There were so many reasons why my attraction to him was a no no. At the top of that list was that I loved my new job. It was actually my dream job. And if we dated and then broke up, I didn’t know what I would do. Probably go beg a job from Rhys.

And second, I was a little damaged from my past. More than I’d realized, because the idea of opening up to someone made me feel like I was about to get up in front of ten thousand people and give a speech: sweaty hands, racing heart, the feeling that I needed to lie down, general nausea. My brain knew that supernaturals were different. That they felt different to my empathic senses. That they didn’t overwhelm or hurt me. Dravenespeciallyfelt really peaceful to me. So my brain knew this, had actually experienced it for the last several months, but my heart, I’d found, was still leery. It wanted reassurances and more data.

It seemed so much easier in books and movies. I mean, sure, there was always something keeping the couple from just diving right into a relationship right off the bat, but usually, those things seemed doable.

This. This did not seem doable.

And besides, I’d had zero indications that Draven even found me attractive. The guy was locked up tighter than Fort Knox.

We got out, and Draven immediately went to sit in a huge lounge chair under a very wide, very UV protecting umbrella. My tiger got out using the steps, shook himself off, then laid down next to me in the shade, yawning and obviously tuckered out. It was so hard being a big cat. Play, eat, sleep. Repeat.

“Did you want something from the fridge?” I asked, as I looked over my sunglasses at Draven.

He gave me a look, and then nodded. “I’ll get it. You rest.”

I slipped my sunglasses back up and laid back. Draven came back with what looked like an old-fashioned Coke bottle with dark-red fluid inside. Yeah, that was blood. I was icked out, but I refused to show it. Draven was testing me. He hadn’t yet shown any real signs of vampiness around me, and I’d been waiting for him to so I could show him I was cool with it. I wanted him to trust me. It was really important to me. Also, I wanted him to be able to fully relax around me. And so far, he’d been unable to. This was an important step for him. As an empath, I had things about me that were not convenient. I got burned out by being around people too much. I needed frequent breaks and alone time so I could detox from all the emotions swimming around me all the time. With Draven, he needed blood. End of story. And he couldn’t change that anymore than I could change my need for frequent solitude.

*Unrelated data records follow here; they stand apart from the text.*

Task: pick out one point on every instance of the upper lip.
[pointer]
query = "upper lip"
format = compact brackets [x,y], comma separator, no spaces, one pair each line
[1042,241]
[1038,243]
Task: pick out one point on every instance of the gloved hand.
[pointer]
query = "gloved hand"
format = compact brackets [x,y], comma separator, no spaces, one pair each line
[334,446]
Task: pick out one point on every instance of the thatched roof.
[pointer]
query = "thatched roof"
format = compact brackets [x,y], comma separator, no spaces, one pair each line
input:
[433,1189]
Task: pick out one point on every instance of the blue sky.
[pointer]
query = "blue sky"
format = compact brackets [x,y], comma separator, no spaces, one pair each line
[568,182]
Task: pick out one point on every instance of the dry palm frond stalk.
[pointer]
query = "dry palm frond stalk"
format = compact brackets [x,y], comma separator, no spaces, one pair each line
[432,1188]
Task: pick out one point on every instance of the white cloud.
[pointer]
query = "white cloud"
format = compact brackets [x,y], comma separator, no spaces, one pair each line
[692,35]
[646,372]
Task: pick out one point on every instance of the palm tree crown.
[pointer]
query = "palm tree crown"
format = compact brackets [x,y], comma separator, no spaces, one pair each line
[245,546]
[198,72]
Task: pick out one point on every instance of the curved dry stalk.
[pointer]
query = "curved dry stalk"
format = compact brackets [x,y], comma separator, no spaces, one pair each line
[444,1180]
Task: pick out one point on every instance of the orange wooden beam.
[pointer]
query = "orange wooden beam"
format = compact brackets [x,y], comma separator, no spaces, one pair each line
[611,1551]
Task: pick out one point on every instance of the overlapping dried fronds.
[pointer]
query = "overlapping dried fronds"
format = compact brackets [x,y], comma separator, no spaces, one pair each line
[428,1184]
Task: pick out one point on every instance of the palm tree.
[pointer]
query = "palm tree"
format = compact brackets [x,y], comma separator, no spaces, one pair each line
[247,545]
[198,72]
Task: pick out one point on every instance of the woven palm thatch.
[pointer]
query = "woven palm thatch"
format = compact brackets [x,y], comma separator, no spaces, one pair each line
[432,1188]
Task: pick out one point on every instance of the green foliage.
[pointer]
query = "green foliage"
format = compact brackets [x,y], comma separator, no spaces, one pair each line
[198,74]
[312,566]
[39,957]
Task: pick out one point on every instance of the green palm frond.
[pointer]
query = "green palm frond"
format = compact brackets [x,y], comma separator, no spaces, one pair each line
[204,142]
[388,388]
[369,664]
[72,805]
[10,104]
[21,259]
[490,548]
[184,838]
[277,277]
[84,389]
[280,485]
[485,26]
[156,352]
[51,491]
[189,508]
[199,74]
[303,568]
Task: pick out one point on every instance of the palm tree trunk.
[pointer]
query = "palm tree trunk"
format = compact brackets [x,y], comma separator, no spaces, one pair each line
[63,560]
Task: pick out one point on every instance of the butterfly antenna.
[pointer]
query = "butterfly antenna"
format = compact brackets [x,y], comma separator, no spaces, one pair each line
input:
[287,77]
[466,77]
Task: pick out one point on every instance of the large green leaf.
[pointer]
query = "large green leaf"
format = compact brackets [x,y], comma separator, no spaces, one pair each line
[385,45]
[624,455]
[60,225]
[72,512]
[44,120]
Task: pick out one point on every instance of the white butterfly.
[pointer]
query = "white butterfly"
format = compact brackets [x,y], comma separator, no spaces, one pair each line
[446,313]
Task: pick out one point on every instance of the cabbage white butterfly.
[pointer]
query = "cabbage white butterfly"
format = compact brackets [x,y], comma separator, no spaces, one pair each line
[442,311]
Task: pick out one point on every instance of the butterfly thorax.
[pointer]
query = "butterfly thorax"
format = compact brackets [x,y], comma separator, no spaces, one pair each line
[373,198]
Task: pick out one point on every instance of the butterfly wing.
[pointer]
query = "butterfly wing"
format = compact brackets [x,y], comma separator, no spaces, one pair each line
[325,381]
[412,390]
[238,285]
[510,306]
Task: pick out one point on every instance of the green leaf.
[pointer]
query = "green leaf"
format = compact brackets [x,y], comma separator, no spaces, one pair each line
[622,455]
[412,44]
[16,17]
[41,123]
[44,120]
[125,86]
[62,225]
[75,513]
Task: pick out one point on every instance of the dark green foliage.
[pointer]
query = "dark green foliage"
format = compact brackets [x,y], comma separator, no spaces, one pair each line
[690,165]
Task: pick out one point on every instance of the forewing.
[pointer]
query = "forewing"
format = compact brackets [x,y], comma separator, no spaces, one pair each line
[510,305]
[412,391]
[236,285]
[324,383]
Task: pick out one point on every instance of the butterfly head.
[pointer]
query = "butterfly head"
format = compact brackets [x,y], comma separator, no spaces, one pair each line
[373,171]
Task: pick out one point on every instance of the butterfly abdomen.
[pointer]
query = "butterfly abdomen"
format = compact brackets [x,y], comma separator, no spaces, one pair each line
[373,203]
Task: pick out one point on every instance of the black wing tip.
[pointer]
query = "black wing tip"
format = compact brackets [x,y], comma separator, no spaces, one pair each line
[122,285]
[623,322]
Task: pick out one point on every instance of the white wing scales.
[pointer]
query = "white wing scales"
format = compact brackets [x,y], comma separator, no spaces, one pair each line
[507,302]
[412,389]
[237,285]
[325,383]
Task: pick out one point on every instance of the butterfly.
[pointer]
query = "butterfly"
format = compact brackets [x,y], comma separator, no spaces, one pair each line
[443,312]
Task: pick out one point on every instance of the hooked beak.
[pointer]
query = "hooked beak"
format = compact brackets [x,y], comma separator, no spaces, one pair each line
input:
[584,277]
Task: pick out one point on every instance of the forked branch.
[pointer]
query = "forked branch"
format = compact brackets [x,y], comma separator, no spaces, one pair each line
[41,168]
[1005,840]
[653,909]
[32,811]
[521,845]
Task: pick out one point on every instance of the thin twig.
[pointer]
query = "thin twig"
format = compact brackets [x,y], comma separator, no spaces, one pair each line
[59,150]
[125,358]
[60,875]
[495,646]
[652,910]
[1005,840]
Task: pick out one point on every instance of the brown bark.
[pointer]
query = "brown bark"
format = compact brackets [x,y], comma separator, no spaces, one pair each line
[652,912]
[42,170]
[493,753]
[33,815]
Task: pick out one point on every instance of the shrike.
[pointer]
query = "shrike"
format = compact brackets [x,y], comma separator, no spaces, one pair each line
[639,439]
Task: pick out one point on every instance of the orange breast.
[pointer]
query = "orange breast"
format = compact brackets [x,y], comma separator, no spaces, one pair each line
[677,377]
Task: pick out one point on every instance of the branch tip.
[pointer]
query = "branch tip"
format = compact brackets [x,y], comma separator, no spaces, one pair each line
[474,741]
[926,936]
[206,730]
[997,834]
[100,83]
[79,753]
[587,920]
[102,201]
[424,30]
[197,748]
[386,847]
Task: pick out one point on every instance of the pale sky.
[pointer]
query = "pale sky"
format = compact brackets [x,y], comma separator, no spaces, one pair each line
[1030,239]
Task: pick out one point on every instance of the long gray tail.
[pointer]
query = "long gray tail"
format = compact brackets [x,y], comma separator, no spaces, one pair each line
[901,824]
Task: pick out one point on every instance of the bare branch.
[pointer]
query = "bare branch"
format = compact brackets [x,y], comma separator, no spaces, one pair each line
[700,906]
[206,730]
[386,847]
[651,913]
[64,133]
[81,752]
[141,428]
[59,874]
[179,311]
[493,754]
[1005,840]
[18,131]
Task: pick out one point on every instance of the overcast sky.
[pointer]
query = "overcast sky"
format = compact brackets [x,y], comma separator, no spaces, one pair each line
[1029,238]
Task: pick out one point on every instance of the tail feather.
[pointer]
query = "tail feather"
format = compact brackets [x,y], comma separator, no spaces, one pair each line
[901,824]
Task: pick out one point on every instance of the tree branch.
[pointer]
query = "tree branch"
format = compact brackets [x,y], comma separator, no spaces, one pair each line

He popped the cap on the bottle, and plopped a straw in the liquid, before he started slurping it up like it was a soda.

“Yummy?” I asked with an eyebrow arched.

He gave me a look, and then he laughed, his shoulders settling as the tension drained out of him.

Yep. I passed.

I mentally high-fived myself.

Way to go, Mia!

I could be cool. I could be chill.

Totally. Chill.

“Yes.” And then his smile turned wicked. “Want some?” he asked, holding the bottle out to me.

My nose scrunched up. “I’m going to pass on that one, big guy. But you go to town on it.”